I believe gradients of Lagrangian are equal to 0 because we want to find a point(s) $\mathbf{x}_{\,0}$ for which gradients are proportional, having the same direction. I followed a couple of theory explanations and cannot figure out why we want gradients to have the same direction, why do we look for a "point" where gradients are proportional. If I add multiple constraints, each constraint add its own gradient, how do we find "the point of the same gradient" when we have multiple gradients from different constraints?
Example.
Also, I tried a very trivial example and I failed to understand its output. I guess it is because I don't fully understand how to apply constraints using Lagrange Multipliers. For instance:
$f(x)=(x-1)(x-5)=x^2-6x+5 \\ g(x)=x-3 \\ L(x)=x^2-6x+5 - \lambda (x-3) \\ $
This is a parabola and I was looking for max value. If I don't apply constraint, max of this function is in infinity! I tried to apply a line $g(x)=x-3$ as a constraint. I build the Lagrangian, calculated its derivatives and have everything equal to 0, I have following result:
$\begin{cases} \frac{\mathrm dL(x)}{\mathrm d x} = 2x-6-\lambda = 0\\ \frac{\mathrm dL(x)}{\mathrm d \lambda} = x-3 = 0\\ \end{cases}$
This is awkward because the first and the second equations are the same if I don't have lambda. Also, substituting second to the first cause $\lambda=0$. When I draw parabola and the line, I have two points of intersection. I don't know why the Lagrange Multiplier doesn't work here, giving me a point $x_0 \approx 5.5$.
Thanks
The Lagrangian function is a purely formal object not having any intuitive interpretation. Setting $\nabla L=0$ together with the constraint furnishes the points ${\bf x}\in S$ (the manifold defined by the constraint) where $$\nabla f({\bf x})=\lambda\nabla g({\bf x})\tag{1}$$ for some factor $\lambda$. These points are the conditionally stationary points of $f$ on $S$.

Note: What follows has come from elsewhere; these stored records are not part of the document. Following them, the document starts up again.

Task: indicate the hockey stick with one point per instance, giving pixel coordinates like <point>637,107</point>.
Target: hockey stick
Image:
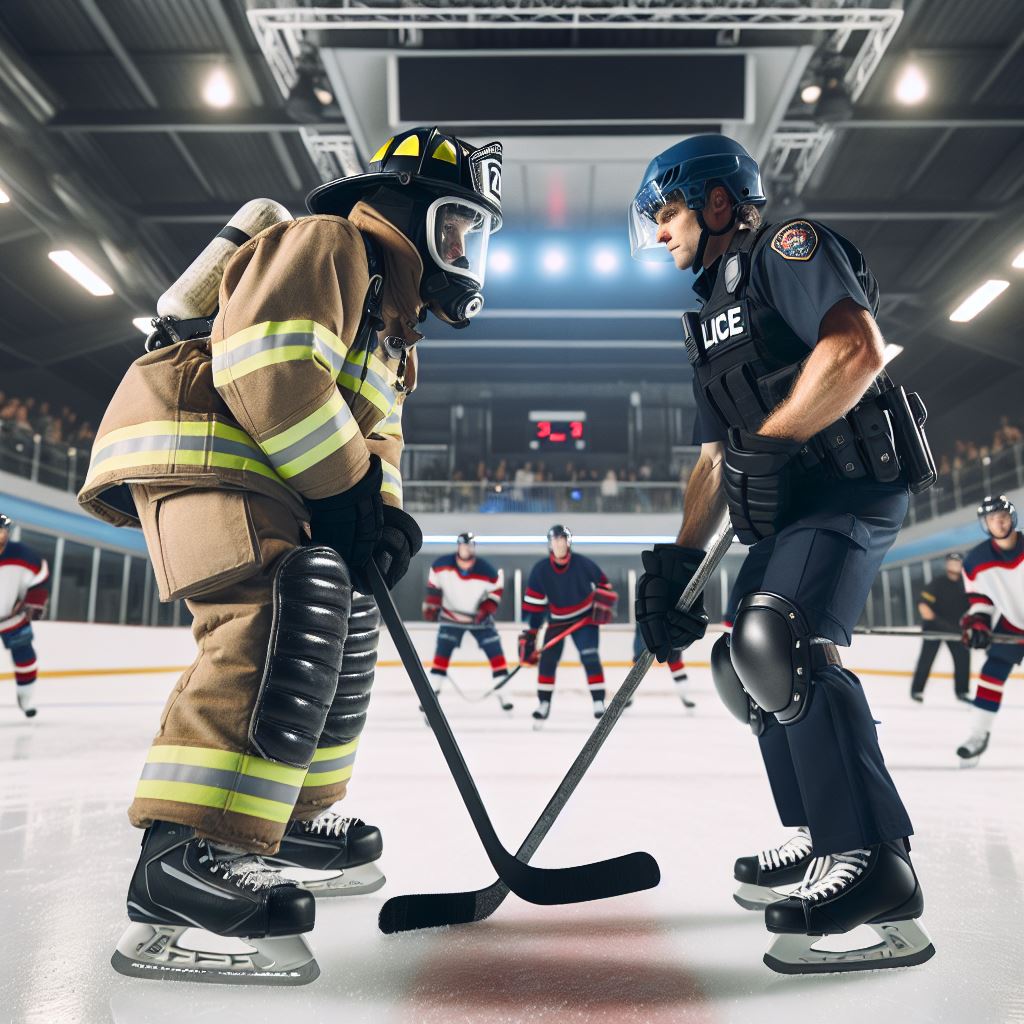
<point>546,886</point>
<point>406,913</point>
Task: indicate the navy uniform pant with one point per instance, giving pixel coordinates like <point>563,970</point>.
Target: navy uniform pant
<point>826,770</point>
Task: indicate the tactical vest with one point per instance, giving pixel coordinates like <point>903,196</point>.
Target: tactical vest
<point>745,358</point>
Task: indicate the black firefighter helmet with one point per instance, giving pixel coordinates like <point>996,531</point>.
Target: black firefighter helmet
<point>445,197</point>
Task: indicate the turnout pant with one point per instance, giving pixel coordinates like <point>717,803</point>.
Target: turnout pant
<point>485,634</point>
<point>586,639</point>
<point>999,662</point>
<point>220,762</point>
<point>826,770</point>
<point>962,666</point>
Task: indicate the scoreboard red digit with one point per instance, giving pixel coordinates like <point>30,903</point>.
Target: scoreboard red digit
<point>557,429</point>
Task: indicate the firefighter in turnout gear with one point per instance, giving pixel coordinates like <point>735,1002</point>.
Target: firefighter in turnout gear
<point>261,462</point>
<point>813,451</point>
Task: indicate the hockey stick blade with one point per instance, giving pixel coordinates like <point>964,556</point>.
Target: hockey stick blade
<point>413,911</point>
<point>544,886</point>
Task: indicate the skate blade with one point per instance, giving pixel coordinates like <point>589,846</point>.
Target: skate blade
<point>752,897</point>
<point>901,943</point>
<point>350,882</point>
<point>156,952</point>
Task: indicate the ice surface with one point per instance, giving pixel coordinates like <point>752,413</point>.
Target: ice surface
<point>688,787</point>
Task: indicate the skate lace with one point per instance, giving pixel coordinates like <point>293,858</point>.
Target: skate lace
<point>329,823</point>
<point>788,853</point>
<point>828,876</point>
<point>246,870</point>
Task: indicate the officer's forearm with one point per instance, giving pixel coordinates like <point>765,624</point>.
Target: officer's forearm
<point>704,503</point>
<point>844,363</point>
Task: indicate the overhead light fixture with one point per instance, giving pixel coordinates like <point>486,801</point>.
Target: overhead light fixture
<point>605,261</point>
<point>74,267</point>
<point>890,352</point>
<point>810,93</point>
<point>977,300</point>
<point>554,260</point>
<point>218,89</point>
<point>501,261</point>
<point>911,87</point>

Now the condition $(1)$ has an intuitive geometric meaning: Consider a point ${\bf p}\in S$. Since $S$ is a level surface of the constraint function $g$ the gradient $\nabla g({\bf p})$ (assumed to be $\ne{\bf 0}$) is orthogonal to $S$ at ${\bf p}$, or more precisely: is the normal of the tangent hyperplane $S_{\bf p}$.

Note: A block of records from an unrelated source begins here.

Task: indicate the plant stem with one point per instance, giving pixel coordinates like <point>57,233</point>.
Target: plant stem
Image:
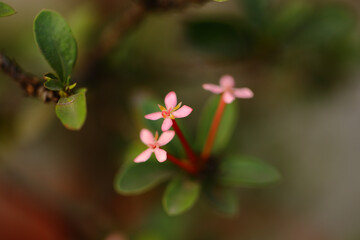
<point>184,165</point>
<point>188,150</point>
<point>213,130</point>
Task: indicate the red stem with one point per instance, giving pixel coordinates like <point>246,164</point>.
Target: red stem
<point>213,130</point>
<point>188,150</point>
<point>184,165</point>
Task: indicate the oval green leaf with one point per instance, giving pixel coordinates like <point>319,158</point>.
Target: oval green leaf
<point>6,10</point>
<point>223,199</point>
<point>56,42</point>
<point>180,195</point>
<point>243,171</point>
<point>226,127</point>
<point>72,110</point>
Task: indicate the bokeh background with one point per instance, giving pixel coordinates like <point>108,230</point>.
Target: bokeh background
<point>301,58</point>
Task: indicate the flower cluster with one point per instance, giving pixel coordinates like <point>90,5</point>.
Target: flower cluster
<point>173,110</point>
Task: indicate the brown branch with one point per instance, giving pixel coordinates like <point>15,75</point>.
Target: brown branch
<point>127,21</point>
<point>32,85</point>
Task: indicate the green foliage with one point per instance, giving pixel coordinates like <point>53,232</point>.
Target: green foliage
<point>226,127</point>
<point>6,10</point>
<point>72,110</point>
<point>243,171</point>
<point>222,199</point>
<point>137,178</point>
<point>56,42</point>
<point>299,36</point>
<point>257,12</point>
<point>223,37</point>
<point>180,195</point>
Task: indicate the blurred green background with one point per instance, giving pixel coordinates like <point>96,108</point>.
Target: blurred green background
<point>301,59</point>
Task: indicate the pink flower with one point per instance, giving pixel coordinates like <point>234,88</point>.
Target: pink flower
<point>226,87</point>
<point>154,144</point>
<point>171,111</point>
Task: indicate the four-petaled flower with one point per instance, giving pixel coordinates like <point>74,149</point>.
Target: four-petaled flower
<point>154,144</point>
<point>229,93</point>
<point>171,111</point>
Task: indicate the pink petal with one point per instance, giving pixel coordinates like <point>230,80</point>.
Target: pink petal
<point>212,88</point>
<point>145,155</point>
<point>243,93</point>
<point>146,136</point>
<point>184,111</point>
<point>154,116</point>
<point>165,138</point>
<point>227,81</point>
<point>228,97</point>
<point>166,124</point>
<point>170,100</point>
<point>160,154</point>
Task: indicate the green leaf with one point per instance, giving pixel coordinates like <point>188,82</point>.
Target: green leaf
<point>54,84</point>
<point>180,195</point>
<point>225,37</point>
<point>226,127</point>
<point>222,199</point>
<point>136,178</point>
<point>258,12</point>
<point>244,171</point>
<point>56,42</point>
<point>6,10</point>
<point>72,110</point>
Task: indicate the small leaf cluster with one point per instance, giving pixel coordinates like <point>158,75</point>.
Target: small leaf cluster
<point>217,183</point>
<point>58,45</point>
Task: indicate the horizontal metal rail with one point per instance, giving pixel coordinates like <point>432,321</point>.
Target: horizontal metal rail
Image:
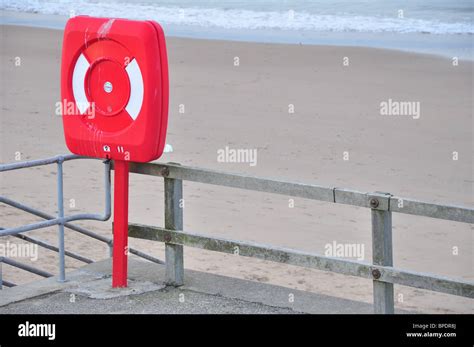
<point>380,271</point>
<point>60,220</point>
<point>76,228</point>
<point>44,215</point>
<point>53,248</point>
<point>308,191</point>
<point>40,162</point>
<point>310,260</point>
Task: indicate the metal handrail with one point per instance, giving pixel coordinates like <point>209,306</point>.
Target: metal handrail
<point>381,205</point>
<point>60,220</point>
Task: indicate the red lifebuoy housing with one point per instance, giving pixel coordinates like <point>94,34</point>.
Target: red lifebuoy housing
<point>114,88</point>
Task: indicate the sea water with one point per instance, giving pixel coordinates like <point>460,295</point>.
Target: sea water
<point>430,26</point>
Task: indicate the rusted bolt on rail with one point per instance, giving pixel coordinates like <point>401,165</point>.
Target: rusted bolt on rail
<point>374,203</point>
<point>165,172</point>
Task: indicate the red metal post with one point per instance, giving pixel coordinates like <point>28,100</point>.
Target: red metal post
<point>120,253</point>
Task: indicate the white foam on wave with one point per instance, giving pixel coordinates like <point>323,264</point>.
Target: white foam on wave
<point>240,19</point>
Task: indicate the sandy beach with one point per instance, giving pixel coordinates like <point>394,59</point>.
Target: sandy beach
<point>336,103</point>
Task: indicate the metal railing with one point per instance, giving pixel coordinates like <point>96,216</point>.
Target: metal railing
<point>60,220</point>
<point>381,205</point>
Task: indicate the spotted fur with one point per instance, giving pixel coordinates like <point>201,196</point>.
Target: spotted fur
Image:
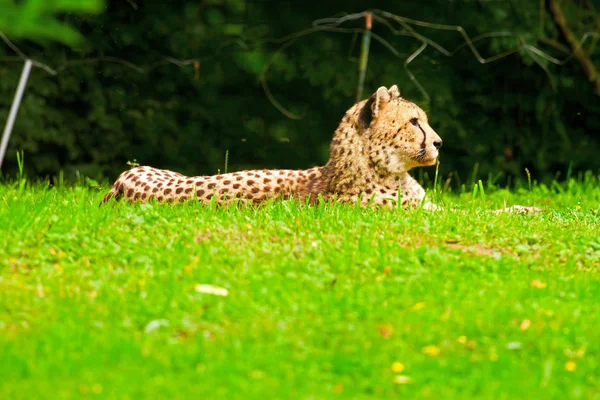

On the other hand, if ${\bf p}$ is a conditionally stationary point of $f$, then the directional derivative $$\lim_{t\to0+}{f({\bf p}+t{\bf A})-f({\bf p})\over t}=\nabla f({\bf p})\cdot{\bf A}$$ of $f$ at ${\bf p}$ is $=0$ in all allowed directions, i.e., in all directions ${\bf A}\in S_{\bf p}$. This means that $\nabla f({\bf p})\perp S_{\bf p}$, hence $\nabla f({\bf p})$ is parallel to $\nabla g({\bf p})$, and this is what $(1)$ is saying.